About the position
Quantix is seeking a Data Engineer to architect and maintain the data infrastructure that powers our machine learning models, analytics engines, and intelligence systems. You will design real-time pipelines, optimize data flows, and ensure the availability, quality, and performance of large market and on-chain datasets.
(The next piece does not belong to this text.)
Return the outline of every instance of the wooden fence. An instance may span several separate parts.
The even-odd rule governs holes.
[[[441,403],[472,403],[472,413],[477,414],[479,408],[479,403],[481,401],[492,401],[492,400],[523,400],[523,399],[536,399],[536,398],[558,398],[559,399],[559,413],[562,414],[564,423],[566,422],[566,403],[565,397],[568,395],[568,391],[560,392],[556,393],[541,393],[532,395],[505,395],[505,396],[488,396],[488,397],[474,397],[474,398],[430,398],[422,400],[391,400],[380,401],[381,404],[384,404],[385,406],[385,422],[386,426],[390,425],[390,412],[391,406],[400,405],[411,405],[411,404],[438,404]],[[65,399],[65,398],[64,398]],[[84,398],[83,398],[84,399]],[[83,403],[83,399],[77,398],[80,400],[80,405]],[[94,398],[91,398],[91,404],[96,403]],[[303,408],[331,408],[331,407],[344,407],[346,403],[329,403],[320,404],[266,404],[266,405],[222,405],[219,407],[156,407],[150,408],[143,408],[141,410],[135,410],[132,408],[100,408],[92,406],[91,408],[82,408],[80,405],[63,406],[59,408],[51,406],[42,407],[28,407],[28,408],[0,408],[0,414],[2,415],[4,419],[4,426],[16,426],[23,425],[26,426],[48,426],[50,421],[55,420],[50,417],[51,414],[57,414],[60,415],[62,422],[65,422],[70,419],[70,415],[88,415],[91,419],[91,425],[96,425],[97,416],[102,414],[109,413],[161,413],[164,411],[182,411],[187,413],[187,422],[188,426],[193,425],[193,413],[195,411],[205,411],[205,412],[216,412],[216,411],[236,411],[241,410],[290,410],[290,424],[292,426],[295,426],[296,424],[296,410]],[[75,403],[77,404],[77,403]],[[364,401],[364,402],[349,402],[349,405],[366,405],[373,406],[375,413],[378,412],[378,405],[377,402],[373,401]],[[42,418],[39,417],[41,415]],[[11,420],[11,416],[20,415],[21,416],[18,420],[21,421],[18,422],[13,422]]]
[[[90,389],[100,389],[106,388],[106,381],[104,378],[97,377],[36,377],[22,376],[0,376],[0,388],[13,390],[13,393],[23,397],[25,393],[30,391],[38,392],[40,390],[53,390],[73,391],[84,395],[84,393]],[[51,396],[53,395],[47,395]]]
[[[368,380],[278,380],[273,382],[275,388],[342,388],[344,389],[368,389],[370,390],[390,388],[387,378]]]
This role is essential to building a reliable foundation for AI-driven insights across institutional finance.
Job responsibilities
- Build and maintain scalable data pipelines for ingestion, transformation, and storage of large multi-source datasets.
- Design workflows for real-time and batch data processing, enabling fast and reliable model access to clean data.
- Develop ETL/ELT systems that handle market data, on-chain data, alternative datasets, and metadata efficiently.
- Optimize database schemas, query performance, and storage architectures for analytical workloads.
- Work closely with ML and research teams to ensure datasets are structured and enriched for modelling.
- Implement data validation, quality checks, and monitoring systems to maintain consistency and reliability.
- Manage data pipelines across cloud environments, ensuring security, scalability, and high availability.
- Build internal tools and APIs that improve data accessibility and streamline research workflows.
- Troubleshoot pipeline issues, performance bottlenecks, and latency challenges in production environments.
Required skills
- Strong proficiency in Python, SQL, and data processing frameworks.
- Experience with ETL/ELT pipelines, workflow orchestration, and data transformation tools.
- Familiarity with distributed data systems such as Spark, Flink, Dask, or similar frameworks.
- Solid understanding of databases (PostgreSQL, BigQuery, Snowflake, or similar).
- Experience handling large-scale datasets, especially time-series or structured financial data.
- Knowledge of cloud platforms (AWS, GCP, Azure) and scalable storage systems (S3, GCS, etc.).
- Ability to work with real-time streaming tools such as Kafka, Pub/Sub, or Kinesis (preferred).
- Strong understanding of data integrity, quality checks, and pipeline observability.
- Bonus: experience with on-chain data, blockchain analytics, or API/data source integrations.